A veces cuando me quedo en casa en fin de semana pienso que me va a visitar Zarzoza, llegando a mi casa sin avisar, inesperadamente y con una prisa alocada de vivir y querer sentirse morir al mismo tiempo. Cierro mi libro y lo visualizo ansioso, no con mi ansiedad sino como el lo expresa, entre un desasosiego que nos empuja a elevarnos, aislados en un circuito con más gente alrededor y un desamparo de terminar creyendo que somos más que el resto.
Zarzoza es como el producto de las anfetaminas que me solía meter a los diecisiete: terco y honesto hombre que se arroja al crimen visceral de querer amar, siempre enseñándome que el amor es la mejor droga de todas. Un sujeto como ningún otro, que quema marihuana mientras se ducha, que exhala humo junto a mi en las calles del centro y que ama tanto Monterrey como yo que sólo quiere irse de aquí a la chingada.

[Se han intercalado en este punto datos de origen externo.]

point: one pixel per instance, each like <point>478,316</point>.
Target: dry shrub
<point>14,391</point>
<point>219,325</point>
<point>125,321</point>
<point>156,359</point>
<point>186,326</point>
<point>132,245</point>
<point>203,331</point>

Ese es él en mi mente, un hombre en llamas que me invita a arder por la vida, uno de esos tipos que se destruye y reconstruye durante una velada de peleas románticas y esperanzas internas, como quien baila y se arrulla con la misma energía. Un cabrón que escribe de todo como queriendo pisar la enormísima sombra de Reyes, un amigo que me puede saludar y despedir diciéndome «pinche culero».
A veces andamos por ahí, nos hablamos de «señor» y deambulamos por parajes olvidados de la horrible ciudad que nadie se molesta en visitar. Puede que nos hayan visto, confundiéndonos con ese par de locos que aquel chileno escribió. Y quién sabe, a lo mejor está noche te podremos visitar.